The merger of Switzerland's oldest private banks comes amid growing pressure to consolidate in the face of competition from commercial banks.
Although billed as a merger, analysts say the tie-up between Geneva-based banks, Lombard Odier and Darier Hentsch, is more of a takeover of the latter, which is too small to survive in the long term.
"Darier Hentsch, in particular, had a size which was between the big ones like Lombard Odier and Pictet and the small ones. It was only a question of time," says Dirk Schütz, editor-in-chief of the weekly "CASH" economics newspaper.
The new group will have combined assets of SFr140 billion ($89 billion), and will be called Lombard Odier Darier Hentsch & Cie, or LODH. The banks said the merger would allow them to achieve an optimum size "to compete against the ever-growing competition".
The number of Swiss private banks has dwindled from 100 to about a dozen in the past half century, and although the survivors have outperformed larger rivals, such as UBS and Credit Suisse, their future is uncertain.
One reason is because bigger banks are becoming increasingly interested in the "elitist" sector - where clients must have at least SFr1 million to invest - as profits from retail banking dry up.
Pressure to merge
Smaller private banks are struggling to attract new business, and are facing increasing pressure to merge with rivals.
Indeed, takeover speculation has surrounded many smaller Swiss banks, including Bank Vontobel, which is thought to be seeking a merger partner. Earlier this year, the Basel-based Bank Sarasin sold a 28 per cent stake to Rabobank of the Netherlands, in what analysts say is a prelude to an eventual takeover by the Dutch bank.
Beyond increasing competition, Geneva's private banks are up against a series of challenges, from weak equity markets, calls for tighter regulation of "offshore" banking centres, and soaring costs for information technology.
A key problem is raising money - traditional private banks operate as private partnerships, which means the partners shoulder unlimited liability. Analysts say this closed structure limits banks' ability to grow rapidly, cut costs or tap the markets for cash.

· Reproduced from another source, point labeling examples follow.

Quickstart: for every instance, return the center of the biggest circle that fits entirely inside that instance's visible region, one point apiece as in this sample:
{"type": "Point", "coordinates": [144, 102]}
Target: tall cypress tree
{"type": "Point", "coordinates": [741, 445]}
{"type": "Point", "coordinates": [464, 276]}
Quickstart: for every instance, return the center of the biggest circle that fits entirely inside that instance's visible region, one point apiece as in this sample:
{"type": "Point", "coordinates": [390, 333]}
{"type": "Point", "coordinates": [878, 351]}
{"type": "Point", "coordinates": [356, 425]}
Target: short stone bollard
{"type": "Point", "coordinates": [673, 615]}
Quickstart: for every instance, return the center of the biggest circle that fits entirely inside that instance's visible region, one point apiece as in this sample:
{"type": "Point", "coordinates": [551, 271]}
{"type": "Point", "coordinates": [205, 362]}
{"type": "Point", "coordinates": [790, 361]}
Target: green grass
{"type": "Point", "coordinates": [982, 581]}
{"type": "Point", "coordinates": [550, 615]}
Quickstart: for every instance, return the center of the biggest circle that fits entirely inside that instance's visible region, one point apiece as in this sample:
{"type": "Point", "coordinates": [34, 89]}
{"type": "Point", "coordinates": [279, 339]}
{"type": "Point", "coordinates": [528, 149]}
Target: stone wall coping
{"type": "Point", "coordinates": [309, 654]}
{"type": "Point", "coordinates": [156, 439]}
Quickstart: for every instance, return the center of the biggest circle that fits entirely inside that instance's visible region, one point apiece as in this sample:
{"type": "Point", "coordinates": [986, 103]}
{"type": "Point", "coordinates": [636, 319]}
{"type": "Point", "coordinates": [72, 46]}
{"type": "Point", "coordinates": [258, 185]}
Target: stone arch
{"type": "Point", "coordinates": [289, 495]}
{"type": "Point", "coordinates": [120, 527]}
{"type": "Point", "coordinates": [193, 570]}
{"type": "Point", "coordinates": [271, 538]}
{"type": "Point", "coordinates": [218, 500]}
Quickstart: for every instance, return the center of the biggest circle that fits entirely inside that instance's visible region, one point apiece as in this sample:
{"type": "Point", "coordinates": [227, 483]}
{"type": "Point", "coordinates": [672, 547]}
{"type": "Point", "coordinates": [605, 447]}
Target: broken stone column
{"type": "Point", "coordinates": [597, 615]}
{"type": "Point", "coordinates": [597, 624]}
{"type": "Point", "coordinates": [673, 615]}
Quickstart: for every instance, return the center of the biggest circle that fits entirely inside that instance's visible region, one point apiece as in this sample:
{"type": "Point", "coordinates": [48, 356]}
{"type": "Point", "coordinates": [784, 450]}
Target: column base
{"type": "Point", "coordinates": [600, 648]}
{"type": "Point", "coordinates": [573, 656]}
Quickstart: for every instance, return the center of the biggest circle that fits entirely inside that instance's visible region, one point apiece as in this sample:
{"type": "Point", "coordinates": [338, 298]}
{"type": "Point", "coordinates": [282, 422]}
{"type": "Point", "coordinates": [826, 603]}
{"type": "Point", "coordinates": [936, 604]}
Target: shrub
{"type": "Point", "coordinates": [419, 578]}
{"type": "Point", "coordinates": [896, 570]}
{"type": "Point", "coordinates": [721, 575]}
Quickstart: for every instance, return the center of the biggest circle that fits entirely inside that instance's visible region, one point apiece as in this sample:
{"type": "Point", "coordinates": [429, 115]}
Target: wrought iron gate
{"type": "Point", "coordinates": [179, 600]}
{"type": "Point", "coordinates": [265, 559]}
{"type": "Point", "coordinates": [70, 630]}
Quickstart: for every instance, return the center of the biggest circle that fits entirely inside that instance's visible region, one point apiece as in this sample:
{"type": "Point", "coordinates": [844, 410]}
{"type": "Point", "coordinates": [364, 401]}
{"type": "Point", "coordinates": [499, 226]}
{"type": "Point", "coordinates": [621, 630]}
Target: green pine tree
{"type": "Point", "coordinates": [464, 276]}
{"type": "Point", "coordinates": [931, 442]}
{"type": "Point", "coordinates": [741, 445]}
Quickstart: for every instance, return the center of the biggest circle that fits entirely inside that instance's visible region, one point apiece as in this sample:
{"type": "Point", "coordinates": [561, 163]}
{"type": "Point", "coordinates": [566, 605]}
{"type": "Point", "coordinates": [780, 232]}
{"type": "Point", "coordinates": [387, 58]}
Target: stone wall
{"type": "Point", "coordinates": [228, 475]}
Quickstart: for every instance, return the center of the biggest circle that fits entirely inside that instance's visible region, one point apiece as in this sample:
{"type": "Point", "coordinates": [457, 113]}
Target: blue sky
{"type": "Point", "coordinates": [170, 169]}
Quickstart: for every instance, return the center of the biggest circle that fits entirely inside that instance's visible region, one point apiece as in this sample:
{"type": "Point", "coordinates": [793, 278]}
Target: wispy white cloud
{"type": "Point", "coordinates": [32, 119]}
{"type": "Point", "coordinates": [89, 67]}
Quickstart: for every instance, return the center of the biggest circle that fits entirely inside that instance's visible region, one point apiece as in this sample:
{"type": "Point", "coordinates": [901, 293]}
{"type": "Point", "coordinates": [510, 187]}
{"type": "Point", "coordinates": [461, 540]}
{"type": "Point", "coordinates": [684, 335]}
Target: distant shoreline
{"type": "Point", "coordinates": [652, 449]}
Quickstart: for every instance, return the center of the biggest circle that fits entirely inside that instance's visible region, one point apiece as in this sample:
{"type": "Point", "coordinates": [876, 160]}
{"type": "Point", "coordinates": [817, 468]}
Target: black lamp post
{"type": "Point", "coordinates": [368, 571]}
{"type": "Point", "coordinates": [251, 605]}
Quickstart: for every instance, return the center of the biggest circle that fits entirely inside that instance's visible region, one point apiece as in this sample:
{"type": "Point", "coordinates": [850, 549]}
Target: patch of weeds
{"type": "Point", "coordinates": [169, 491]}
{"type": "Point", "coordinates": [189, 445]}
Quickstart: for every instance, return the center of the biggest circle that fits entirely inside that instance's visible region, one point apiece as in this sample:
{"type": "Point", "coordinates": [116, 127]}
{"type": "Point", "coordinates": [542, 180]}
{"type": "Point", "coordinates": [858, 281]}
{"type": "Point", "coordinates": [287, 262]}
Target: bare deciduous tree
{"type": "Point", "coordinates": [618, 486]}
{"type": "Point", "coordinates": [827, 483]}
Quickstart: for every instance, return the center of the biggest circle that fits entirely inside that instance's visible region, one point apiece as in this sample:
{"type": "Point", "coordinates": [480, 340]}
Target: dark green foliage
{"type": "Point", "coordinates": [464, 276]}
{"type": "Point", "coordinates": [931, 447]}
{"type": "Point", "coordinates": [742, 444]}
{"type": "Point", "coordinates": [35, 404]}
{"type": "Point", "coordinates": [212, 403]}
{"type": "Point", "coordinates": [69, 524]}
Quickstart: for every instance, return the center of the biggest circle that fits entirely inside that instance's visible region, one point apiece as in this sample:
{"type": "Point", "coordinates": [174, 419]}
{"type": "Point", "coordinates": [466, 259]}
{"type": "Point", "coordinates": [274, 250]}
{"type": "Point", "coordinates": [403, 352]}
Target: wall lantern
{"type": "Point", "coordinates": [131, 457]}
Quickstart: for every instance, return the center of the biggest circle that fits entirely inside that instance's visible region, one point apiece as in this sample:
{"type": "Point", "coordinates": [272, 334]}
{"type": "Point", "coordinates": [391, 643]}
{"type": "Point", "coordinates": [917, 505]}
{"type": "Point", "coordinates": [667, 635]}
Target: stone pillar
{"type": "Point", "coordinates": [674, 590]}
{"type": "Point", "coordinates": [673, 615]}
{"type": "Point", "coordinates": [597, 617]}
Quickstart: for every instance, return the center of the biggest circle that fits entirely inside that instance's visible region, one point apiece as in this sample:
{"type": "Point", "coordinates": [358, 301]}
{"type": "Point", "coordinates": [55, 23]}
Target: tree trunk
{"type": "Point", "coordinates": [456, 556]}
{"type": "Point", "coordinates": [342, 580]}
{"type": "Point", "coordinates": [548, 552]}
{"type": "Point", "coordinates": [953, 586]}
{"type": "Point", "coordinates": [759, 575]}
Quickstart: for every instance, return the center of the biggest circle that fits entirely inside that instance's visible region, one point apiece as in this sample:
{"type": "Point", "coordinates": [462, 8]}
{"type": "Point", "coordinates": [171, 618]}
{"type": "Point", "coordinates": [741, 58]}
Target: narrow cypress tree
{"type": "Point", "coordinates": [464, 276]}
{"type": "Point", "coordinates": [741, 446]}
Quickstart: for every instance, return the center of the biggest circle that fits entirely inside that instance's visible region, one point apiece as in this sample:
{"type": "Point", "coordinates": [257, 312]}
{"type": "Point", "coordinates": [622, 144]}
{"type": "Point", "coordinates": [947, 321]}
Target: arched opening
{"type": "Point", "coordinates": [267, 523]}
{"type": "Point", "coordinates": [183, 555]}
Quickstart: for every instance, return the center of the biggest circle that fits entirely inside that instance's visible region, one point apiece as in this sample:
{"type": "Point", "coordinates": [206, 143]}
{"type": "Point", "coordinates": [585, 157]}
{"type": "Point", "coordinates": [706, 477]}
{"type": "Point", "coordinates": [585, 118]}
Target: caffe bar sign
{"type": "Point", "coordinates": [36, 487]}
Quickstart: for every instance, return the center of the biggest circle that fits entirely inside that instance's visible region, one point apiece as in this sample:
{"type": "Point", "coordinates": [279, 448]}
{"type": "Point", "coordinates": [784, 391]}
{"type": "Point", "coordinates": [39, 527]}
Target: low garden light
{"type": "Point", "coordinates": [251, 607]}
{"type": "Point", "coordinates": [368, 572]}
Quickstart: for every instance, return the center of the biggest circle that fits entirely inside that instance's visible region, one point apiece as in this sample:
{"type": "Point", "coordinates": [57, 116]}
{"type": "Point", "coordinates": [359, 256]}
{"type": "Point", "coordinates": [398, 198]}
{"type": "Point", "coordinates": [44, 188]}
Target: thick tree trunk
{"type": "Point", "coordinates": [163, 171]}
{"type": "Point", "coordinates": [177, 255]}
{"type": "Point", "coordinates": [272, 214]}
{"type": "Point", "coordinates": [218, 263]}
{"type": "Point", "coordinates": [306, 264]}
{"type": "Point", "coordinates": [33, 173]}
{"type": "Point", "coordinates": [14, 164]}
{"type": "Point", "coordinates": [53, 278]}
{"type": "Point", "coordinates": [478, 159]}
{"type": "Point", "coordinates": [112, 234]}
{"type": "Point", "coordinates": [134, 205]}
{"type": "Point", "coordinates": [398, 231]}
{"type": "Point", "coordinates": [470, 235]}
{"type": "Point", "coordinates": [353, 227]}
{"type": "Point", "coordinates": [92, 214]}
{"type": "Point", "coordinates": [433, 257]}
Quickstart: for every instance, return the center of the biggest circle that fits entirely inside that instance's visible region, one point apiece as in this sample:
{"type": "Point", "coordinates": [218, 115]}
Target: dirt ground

Banks like Lombard Odier and Pictet have addressed these challenges by diversifying into pension and mutual fund management, enabling them to grow faster.
Their smaller competitors, by contrast, are facing long-term decline in their traditional business of "offshore" banking.
"We are pursuing more aggressively than before on-shore developments," especially in Europe, said Jacques Rossier, a managing partner with Darier Hentsch, on Monday.
The reason is because private banks worldwide are coming under pressure to be more transparent about their activities, as the European Union and the United States seek to clampdown on "offshore" financial centres, of which Switzerland is the biggest.
The EU is insisting that such centres reveal the income of EU citizens' assets so it can tax them appropriately - a demand Switzerland is fiercely resisting. The US is concerned that "offshore" centres provide an easy way for terrorists to move funds, although it says it is happy with Switzerland's system of checks and balances.
Swiss hold their own
Switzerland's private banks between them control assets of around SFr400 billion, or one tenth of the total Swiss volume. Lombard Odier, Darier Hentsch and three other Genevan banks manage the lion's share - SFr300 billion.
Dirk Schütz of "CASH" told swissinfo that the merger was proof of Switzerland's strong position in the world of private banking.
"It shows that the Swiss players are still strong enough to find solutions within the country. They don't need help from the outside. It's better for the financial centre of Switzerland, and especially of Geneva, that two Geneva players are merging."